Although protocols and standard of care are associated with improved outcomes in various settings, their implementation remains challenging in daily practice [14]. In multicenter before-after studies, the application of protocols can appear even more challenging, with only 15% of patients receiving the entire set of recommendations [15]. In our study, there was a wide variation of the implementation of the protocol among centers. Such phenomenon could significantly hamper the effect of a protocol. This raises the question of the relevance of before-after studies in a multicenter setting, where a leader center proposes to implement its protocol in other centers. Such strategy may not take into account other centers’ specificities, logistic issues, and could meet unexpected barriers and thus a low application.
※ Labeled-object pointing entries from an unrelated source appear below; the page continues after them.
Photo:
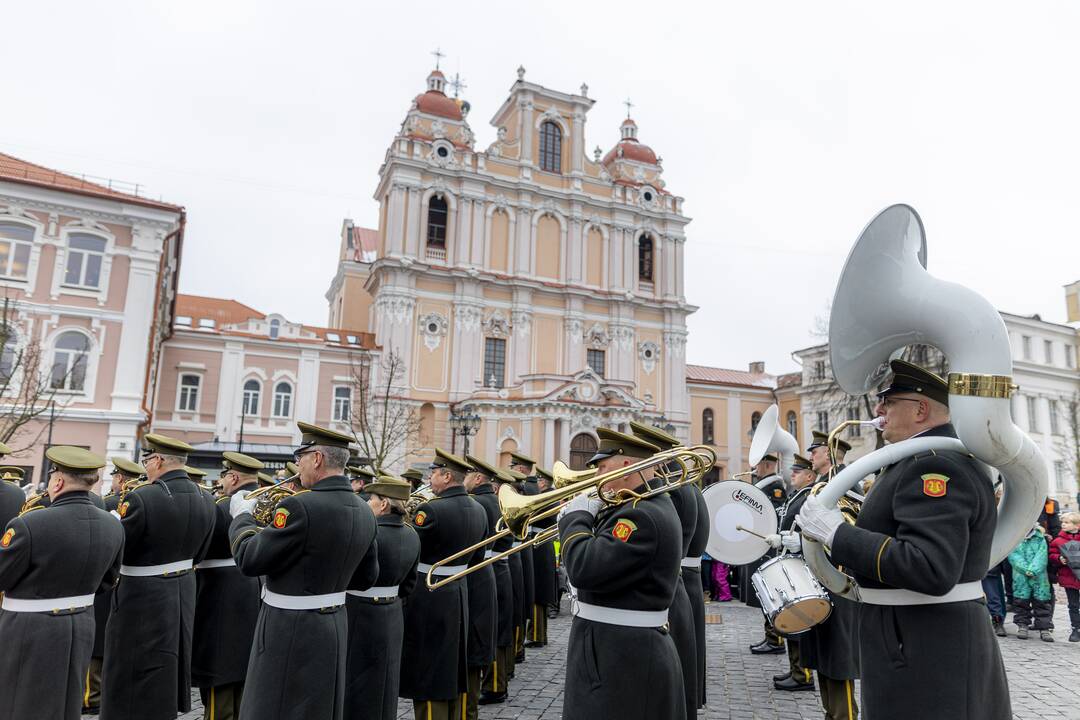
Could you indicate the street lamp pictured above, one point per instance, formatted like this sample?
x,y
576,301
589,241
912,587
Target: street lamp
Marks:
x,y
463,424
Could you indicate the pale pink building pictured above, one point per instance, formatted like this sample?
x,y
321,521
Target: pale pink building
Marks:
x,y
89,272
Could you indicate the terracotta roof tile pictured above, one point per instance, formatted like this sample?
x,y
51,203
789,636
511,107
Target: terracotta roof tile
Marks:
x,y
21,171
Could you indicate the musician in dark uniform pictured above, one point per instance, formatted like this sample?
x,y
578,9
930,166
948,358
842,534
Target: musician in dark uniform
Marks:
x,y
483,594
227,605
483,490
52,562
436,622
376,621
308,553
772,485
167,524
680,619
918,552
623,565
11,494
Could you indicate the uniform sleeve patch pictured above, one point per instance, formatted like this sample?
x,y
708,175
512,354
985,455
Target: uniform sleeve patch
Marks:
x,y
934,485
623,529
280,517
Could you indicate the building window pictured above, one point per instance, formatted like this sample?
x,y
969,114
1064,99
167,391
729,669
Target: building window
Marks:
x,y
252,392
596,361
15,244
84,259
282,399
582,447
495,362
1033,418
645,258
342,398
188,399
436,221
70,357
551,147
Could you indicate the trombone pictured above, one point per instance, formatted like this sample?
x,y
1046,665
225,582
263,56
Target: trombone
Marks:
x,y
521,512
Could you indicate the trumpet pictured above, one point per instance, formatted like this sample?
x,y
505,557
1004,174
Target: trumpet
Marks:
x,y
268,500
520,513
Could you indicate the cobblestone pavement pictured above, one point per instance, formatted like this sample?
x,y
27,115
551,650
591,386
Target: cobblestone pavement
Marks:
x,y
1042,676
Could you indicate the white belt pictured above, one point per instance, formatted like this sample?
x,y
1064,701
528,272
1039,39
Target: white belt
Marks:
x,y
48,605
446,570
151,570
971,591
376,593
619,616
302,601
217,562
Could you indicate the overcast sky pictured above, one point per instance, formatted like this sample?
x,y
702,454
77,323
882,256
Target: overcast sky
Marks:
x,y
785,125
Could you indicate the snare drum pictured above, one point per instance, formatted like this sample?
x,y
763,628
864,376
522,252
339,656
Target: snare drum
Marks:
x,y
792,598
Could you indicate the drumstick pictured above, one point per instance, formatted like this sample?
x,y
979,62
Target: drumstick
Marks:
x,y
739,527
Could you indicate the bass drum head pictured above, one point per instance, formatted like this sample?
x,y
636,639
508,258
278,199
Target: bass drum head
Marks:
x,y
731,504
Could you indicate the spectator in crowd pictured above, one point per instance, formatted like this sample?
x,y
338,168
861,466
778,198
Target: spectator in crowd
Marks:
x,y
1031,585
1068,573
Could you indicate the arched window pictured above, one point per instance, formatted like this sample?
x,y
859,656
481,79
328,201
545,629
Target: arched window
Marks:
x,y
582,447
645,258
436,221
70,357
551,147
15,244
282,399
707,435
252,392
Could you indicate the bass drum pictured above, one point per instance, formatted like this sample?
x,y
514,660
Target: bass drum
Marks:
x,y
738,514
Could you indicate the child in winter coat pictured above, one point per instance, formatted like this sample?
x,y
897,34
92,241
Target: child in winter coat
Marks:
x,y
1031,586
1066,576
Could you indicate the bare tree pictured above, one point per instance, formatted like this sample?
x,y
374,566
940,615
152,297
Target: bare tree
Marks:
x,y
383,422
29,392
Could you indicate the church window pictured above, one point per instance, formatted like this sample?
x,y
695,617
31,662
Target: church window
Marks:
x,y
596,361
551,147
436,221
495,362
645,258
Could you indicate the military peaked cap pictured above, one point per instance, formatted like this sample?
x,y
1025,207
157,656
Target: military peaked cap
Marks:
x,y
389,487
822,438
613,443
908,378
240,462
73,460
153,443
655,435
125,466
450,461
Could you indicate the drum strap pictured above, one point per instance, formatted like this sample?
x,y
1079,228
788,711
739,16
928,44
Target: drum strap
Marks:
x,y
972,591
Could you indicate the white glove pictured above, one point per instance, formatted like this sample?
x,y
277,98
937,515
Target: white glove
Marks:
x,y
792,541
582,501
819,522
240,504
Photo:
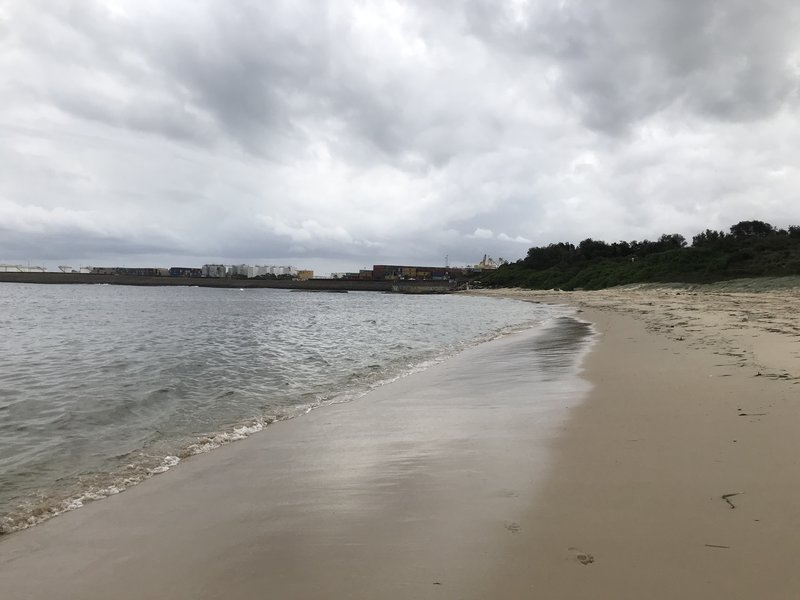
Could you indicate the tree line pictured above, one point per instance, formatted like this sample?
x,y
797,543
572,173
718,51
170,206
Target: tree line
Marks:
x,y
747,249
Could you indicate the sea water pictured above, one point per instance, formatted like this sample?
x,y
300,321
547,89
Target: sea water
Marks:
x,y
104,386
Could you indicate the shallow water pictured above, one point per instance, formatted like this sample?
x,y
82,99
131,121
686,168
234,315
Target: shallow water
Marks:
x,y
103,386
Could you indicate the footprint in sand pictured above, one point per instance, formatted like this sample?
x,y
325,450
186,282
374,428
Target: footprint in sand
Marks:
x,y
513,527
582,557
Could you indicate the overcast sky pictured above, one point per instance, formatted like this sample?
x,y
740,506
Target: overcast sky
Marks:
x,y
338,135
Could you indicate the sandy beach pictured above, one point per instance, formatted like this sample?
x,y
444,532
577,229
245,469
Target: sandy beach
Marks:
x,y
668,469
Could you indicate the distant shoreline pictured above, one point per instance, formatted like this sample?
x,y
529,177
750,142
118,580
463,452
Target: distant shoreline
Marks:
x,y
288,284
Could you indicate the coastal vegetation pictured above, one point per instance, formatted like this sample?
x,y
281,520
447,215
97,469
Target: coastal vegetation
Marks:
x,y
748,249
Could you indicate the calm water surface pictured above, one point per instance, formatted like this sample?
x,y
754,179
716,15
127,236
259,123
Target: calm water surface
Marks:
x,y
103,386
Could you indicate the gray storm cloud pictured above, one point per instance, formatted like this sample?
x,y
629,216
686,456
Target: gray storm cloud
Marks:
x,y
356,132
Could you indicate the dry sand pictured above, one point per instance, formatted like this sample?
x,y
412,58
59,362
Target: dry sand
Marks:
x,y
677,478
694,412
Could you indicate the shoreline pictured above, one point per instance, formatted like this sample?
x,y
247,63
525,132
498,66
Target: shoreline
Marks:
x,y
395,495
674,478
677,478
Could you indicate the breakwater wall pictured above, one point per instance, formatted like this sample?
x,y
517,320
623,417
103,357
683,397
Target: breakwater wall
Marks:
x,y
320,285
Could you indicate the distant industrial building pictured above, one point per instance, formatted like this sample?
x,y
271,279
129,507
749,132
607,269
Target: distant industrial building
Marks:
x,y
249,271
403,272
213,271
21,269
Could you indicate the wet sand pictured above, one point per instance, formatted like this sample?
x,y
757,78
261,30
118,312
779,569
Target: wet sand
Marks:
x,y
679,478
410,492
676,478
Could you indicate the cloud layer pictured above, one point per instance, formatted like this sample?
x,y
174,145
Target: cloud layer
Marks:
x,y
375,131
Our study bears several limitations. First, it was an open observational study and there could have been a potential selection bias of patients with GDFT. The propensity score analysis could limit this bias. Second, there is a potential Hawthorne effect regarding the screening and declaration of postoperative complications in the After period. For instance, the number of patients with a new onset of GCS < 15 or phlebitis is significantly higher in the After period but there is currently little explanation for this finding. Third, we did not collect data about postoperative acute kidney injury which is commonly monitored in GDFT studies, as this outcome is poorly considered as a major outcome in patients after craniotomy. Fourth, some items such as the value of BIS or the dose of anesthetics which directly impact the hemodynamic response, were not collected. Finally, the COVID-19 pandemic has dramatically impacted this study: some centers which were willing to participate could not join, leading to less inclusions than expected. Even in unstressed periods, the implementation of a protocol is always challenging. The pandemic has totally disrupted its implementation, the availability of investigators, communication, leadership and recruitment of patients, resulting in an uneven application of the protocol. We decided to prematurely terminate the study, because of the remaining uncertainty of the evolution of the pandemic. Thus, the results should be cautiously interpreted especially the primary analysis.

Conclusion

In our before-after multi-center study, GDFT was not associated with a decrease of major postoperative complications after elective intra-cranial neurosurgery. However, the COVID-19 pandemic has majorly disrupted the implementation process.